Claro que a pesar de la recuperación no han desaparecido los problemas. Claro que tenemos personas en la pobreza, que el precio de los alquileres ha subido, que ha costado bajar el paro a niveles previos a la crisis, que la calidad del empleo creado en muchos casos deja que desear. Pero, ¿cuándo no ha habido problemas? Cuando algunos hablan sin cesar de “los efectos” de las supuestas “políticas neoliberales” siempre me pregunto qué tiempos habrán conocido en los que las cosas fueran en general, y a pesar de todo, mejores de lo que hemos conocido estos últimos años. A mí no me tocó conocerlos, salvo si se refieren a aquellos previos a la crisis en los que parecía que todo el monte era orégano y en los que el ladrillo especulativo y los créditos sin fin nos llevaron al desastre de 2008. Aquello sí que fue un “efecto neoliberal global”, pero ni entonces ni ahora ni nunca lo han sido las políticas del PNV.

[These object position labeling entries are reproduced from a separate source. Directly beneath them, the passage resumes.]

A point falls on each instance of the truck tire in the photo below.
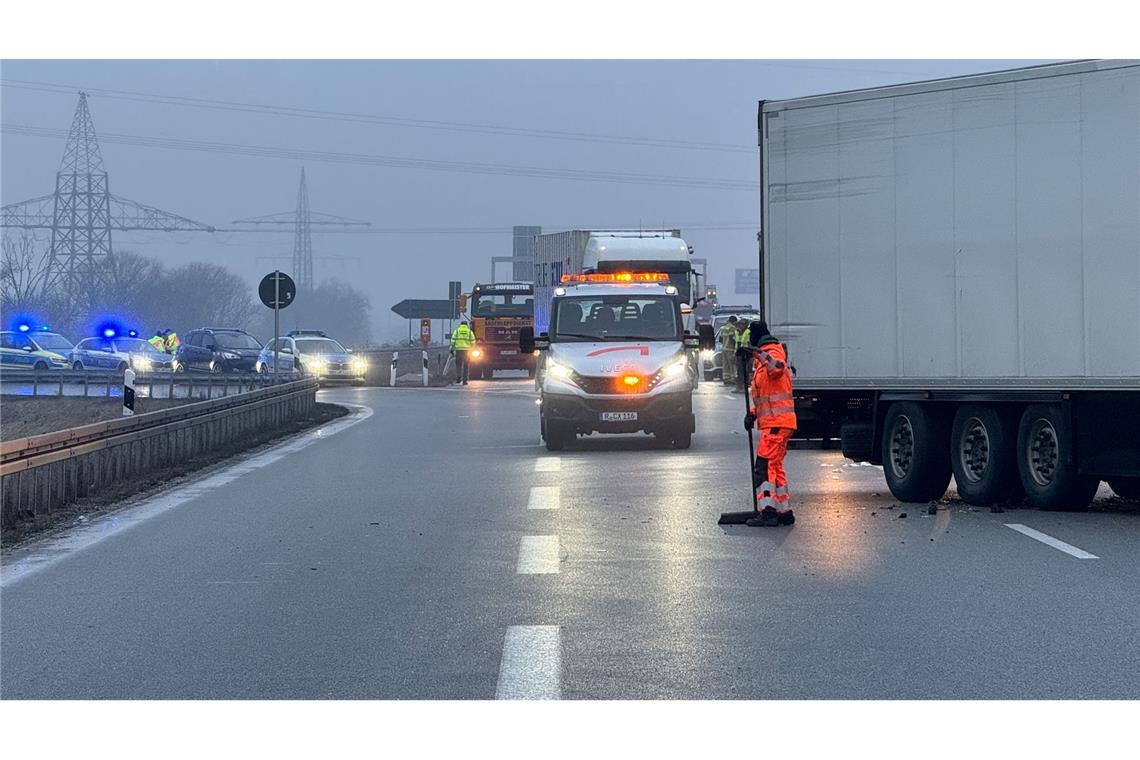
(1044, 462)
(983, 455)
(857, 441)
(915, 451)
(1126, 488)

Hasta que nos ha llegado la pandemia, las cosas iban razonablemente bien, y la previsión era que siguieran mejorando. Ahora nos enfrentamos a una situación desconocida. Las bolsas se han desplomado y los efectos económicos de las restricciones que hay que imponer para controlar la propagación del virus se antojan graves. Y ni siquiera es lo que más nos preocupa, porque estamos en estado de alerta sanitaria y debemos lograr que el número de infectados sea el menor posible y mantener a salvo a las personas más débiles. Ante esta situación, la más compleja e inmediata que nos ha tocado abordar nunca, solo tenemos un camino: actuar individualmente a la altura de las circunstancias, seguir las indicaciones, medidas y consejos del Gobierno vasco, ser responsables y solidarios. Dejarnos de hipocresías y de apariencias de estar creando organizaciones paralelas, como pretende Otegi, y ser valientes. Y, sobre todo, demostrar que, por una vez, somos capaces de colaborar, de unir fuerzas con nuestras instituciones, de dejarnos de simplezas y descalificaciones y de actuar a la altura de lo que se merece el Pueblo Vasco. Si lo hacemos así, saldremos reforzados. Eman dezagun daukagun onena!